Alors que l’Alliance des États du Sahel (AES) annonce l’élaboration d’un cadre commun de coopération transfrontalière, la démarche s’apparente une fois de plus à une surenchère de déclarations d’intentions institutionnelles. Présenté comme le pilier d’une « souveraineté retrouvée » et d’une « intégration renforcée », ce nouveau projet de texte pose des questions fondamentales quant à sa faisabilité sur le terrain.
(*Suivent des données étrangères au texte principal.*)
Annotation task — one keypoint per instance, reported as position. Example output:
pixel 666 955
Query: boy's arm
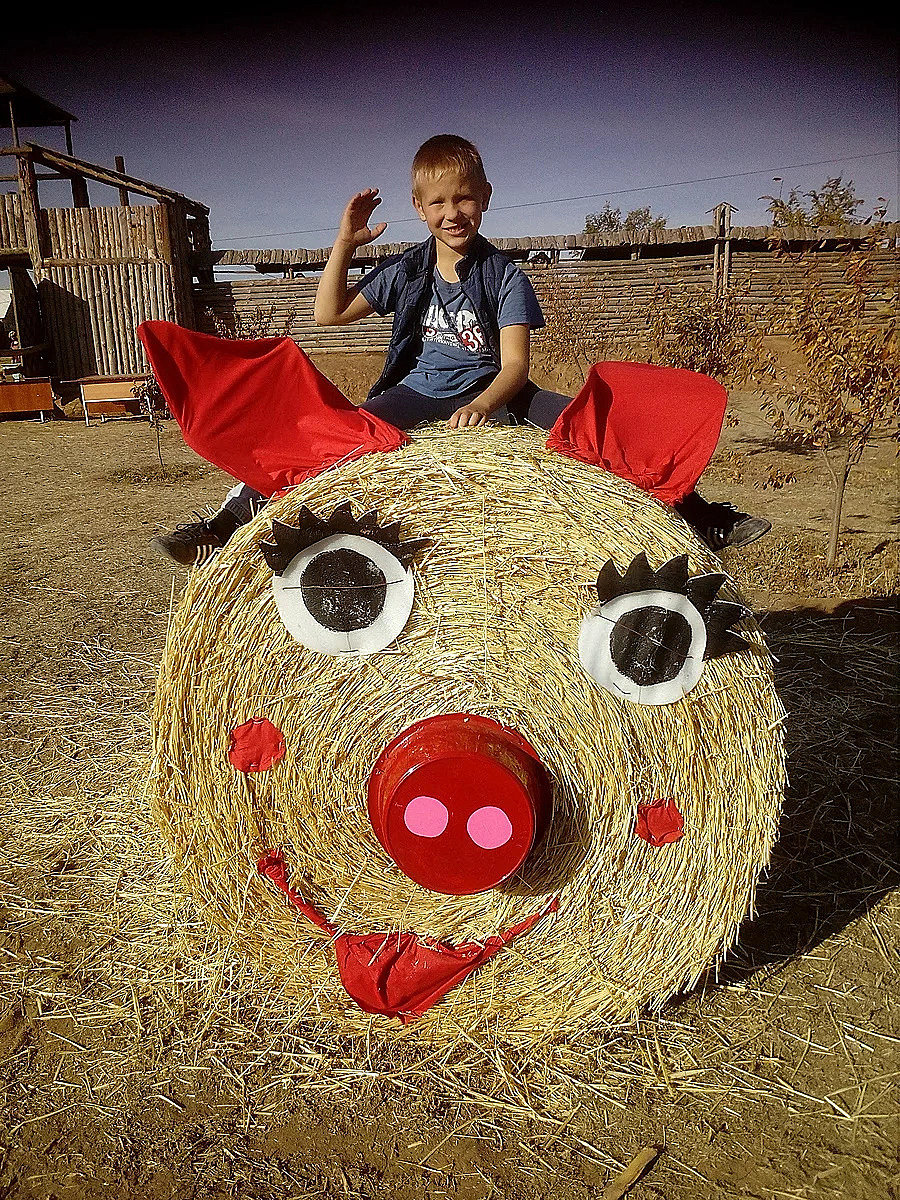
pixel 511 378
pixel 335 303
L’illusion de la bureaucratisation face aux défis sécuritaires
L’initiative promet d’harmoniser la gestion des zones frontalières, d’améliorer le partage de renseignements et d’orchestrer des opérations conjointes. Pourtant, dans des régions largement contrôlées ou perturbées par des groupes armés terroristes, la création d’instances de concertation et de comités confédéraux risque d’alourdir inutilement la machine administrative sans apporter de gains tactiques concrets. Alors que le quotidien des populations rurales reste marqué par l’insécurité chronique et les déplacements forcés, les régimes militaires privilégient une approche institutionnelle avant d’avoir sécurisé les espaces où cette administration est censée s’exercer.
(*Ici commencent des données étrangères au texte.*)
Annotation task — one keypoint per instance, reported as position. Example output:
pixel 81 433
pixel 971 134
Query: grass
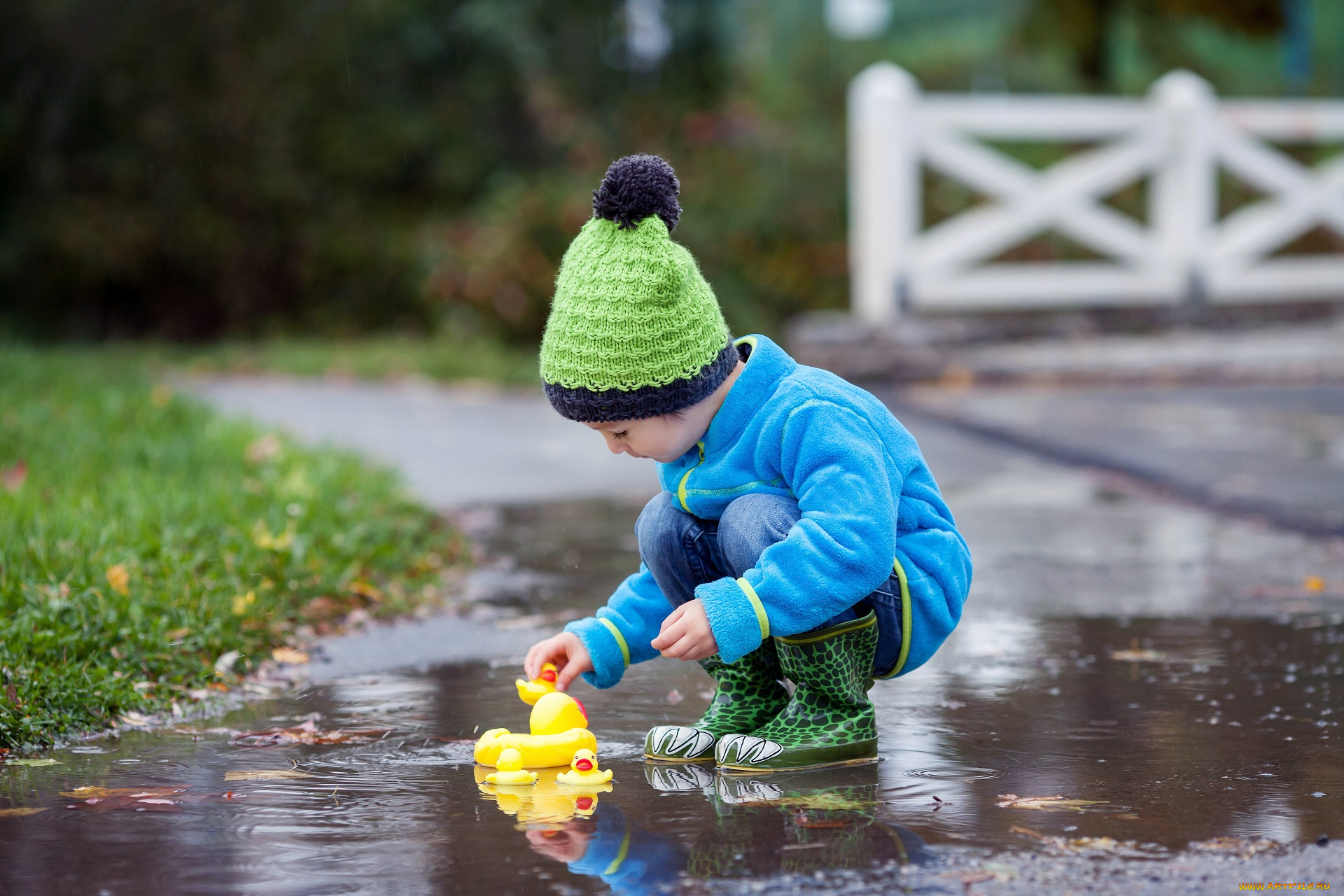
pixel 377 358
pixel 143 538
Ressources financières et contraintes budgétaires : le flou persistant
L’ambition d’investir dans le développement transfrontalier et d’y installer un cadre de gouvernance durable se heurte à une réalité économique implacable. Confrontés à des sanctions, à la baisse de l’aide internationale et à des budgets nationaux lourdement grevés par les dépenses militaires, les trois pays membres disposent de marges de manœuvre financières extrêmement limitées. Faute de financement pérenne, ce cadre réglementaire risque de s’ajouter à la longue liste des initiatives régionales restées au stade de vœux pieux.
Une rupture avec les réseaux régionaux préexistants
En rejetant le cadre global de la CEDEAO et les mécanismes traditionnels de coopération ouest-africaine, l’AES s’isole de ses voisins côtiers, pourtant essentiels à l’équilibre économique et à la fluidité des flux migratoires ou commerciaux du Sahel. Prôner une intégration strictement restreinte à ces trois nations enclavées risque d’accentuer leur isolement stratégique et de complexifier la gestion des mouvements de populations le long des frontières méridionales.
En somme, si la volonté de créer une dynamique transfrontalière propre à l’AES reflète la rhétorique d’autonomie des autorités en place, elle manque cruellement de garanties opérationnelles et économiques. Sans une amélioration mesurable de la sécurité globale et sans ressources financières propres, l’accord risque de se limiter à un exercice de communication politique destiné à légitimer l’architecture confédérale naissante.